As Bit matures and as the setting of Arcadia moves in time and space, the book’s language evolves.  What the cynical adult Bit calls the “doubleplusgood duckspeak” from his youth, when starvation is euphemized as a form of yoga, becomes more honest as technology and disease distinguish Bit’s new world and embitter his worldview.  The level of characterization also changes throughout the book.  In the first chapter, Bit introduces approximately fifty characters, each of whom plays a distinct role in his life.  By the second chapter, “herds of Trippies,” who should be accompanied by their ”Minders,” and crowds of “Newbies,” “freeloaders,” and “Runaways” swarm anonymously around Bit, whose love for Arcadia derived from a love of community.  After Arcadia peaks and starts to collapse upon itself, the cast of characters to whom Bit pays mind dwindles.  “Sometimes Bit imagines that he, alone, bears witness to the world,” but with age he sees less and less until he realizes that he too has “become a person who stopped noticing.”
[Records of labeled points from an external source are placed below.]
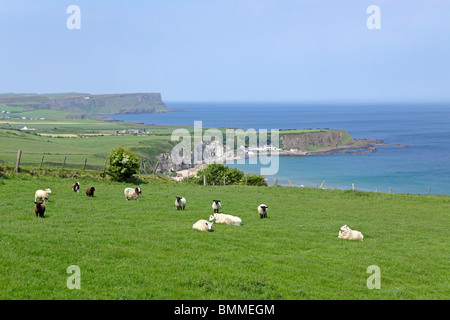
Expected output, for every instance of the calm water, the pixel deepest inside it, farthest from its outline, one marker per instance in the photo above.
(409, 170)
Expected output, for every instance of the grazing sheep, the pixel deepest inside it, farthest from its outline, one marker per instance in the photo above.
(216, 205)
(226, 219)
(132, 193)
(180, 203)
(203, 225)
(76, 187)
(346, 233)
(90, 191)
(43, 195)
(262, 210)
(39, 209)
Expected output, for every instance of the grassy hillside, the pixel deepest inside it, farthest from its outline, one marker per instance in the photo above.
(148, 250)
(88, 103)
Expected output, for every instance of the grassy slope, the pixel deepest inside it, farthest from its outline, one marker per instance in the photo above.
(147, 249)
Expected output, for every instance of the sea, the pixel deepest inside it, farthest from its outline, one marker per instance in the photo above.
(422, 168)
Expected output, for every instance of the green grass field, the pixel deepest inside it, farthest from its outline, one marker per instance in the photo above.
(147, 249)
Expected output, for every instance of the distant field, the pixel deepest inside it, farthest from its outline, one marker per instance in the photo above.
(148, 250)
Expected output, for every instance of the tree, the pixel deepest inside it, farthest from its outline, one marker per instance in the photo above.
(122, 163)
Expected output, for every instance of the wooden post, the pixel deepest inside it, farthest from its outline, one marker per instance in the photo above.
(42, 161)
(156, 168)
(106, 162)
(19, 154)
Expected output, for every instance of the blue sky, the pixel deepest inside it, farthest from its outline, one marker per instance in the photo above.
(230, 50)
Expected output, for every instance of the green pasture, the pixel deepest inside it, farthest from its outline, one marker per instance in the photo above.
(147, 249)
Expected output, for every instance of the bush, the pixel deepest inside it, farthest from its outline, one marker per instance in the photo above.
(215, 174)
(122, 164)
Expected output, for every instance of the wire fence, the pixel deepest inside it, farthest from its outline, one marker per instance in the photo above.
(53, 161)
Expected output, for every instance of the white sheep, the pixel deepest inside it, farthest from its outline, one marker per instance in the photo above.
(41, 194)
(346, 233)
(180, 203)
(132, 193)
(203, 225)
(262, 210)
(216, 206)
(226, 219)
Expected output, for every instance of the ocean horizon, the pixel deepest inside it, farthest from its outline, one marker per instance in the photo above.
(425, 127)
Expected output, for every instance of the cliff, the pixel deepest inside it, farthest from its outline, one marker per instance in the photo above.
(312, 140)
(85, 103)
I initially did not appreciate the chapter breaks and their jarring jumps through time.  At the beginning of each chapter, I felt like I was reading a new book featuring the same narrator.  In fact, Arcadia could have been broken up into four books comprising a mini-series.  Each chapter has a new setting in time and place, new characters, and new conflicts.  Bit fills in the skipped time with flashbacks, but these are only brief snapshots that must be developed individually before they can be assembled as a whole.  I especially would have preferred a chapter in between the second and third since that temporal leap is the greatest, but overall I came to appreciate Groff’s structural strategy and the sense of mystery it created.

Bit learned to read by studying a book of Grimms’ fairy tales, a book that he found and hid as contraband since personal property was forbidden at Arcadia.  He tried to cast the people around him as characters in those magical stories where good always triumphed over evil and everyone lives happily every after.  Arcadia is a story about good and evil, but unlike fairy tales, the two sides do not diametrically oppose each other but are taken together.  That which made the commune wonderful also led to its downfall.  That which provoked Bit to fall in love also insured that his heart would be broken.  And the tragedies that destroyed Arcadia and individuals who beheld it also made them stronger.  In composing Arcadia, Groff thought of everything.  She played with structure, characterization, setting, and language to evoke themes in a seamless way that appears effortless, though as a writer I know better.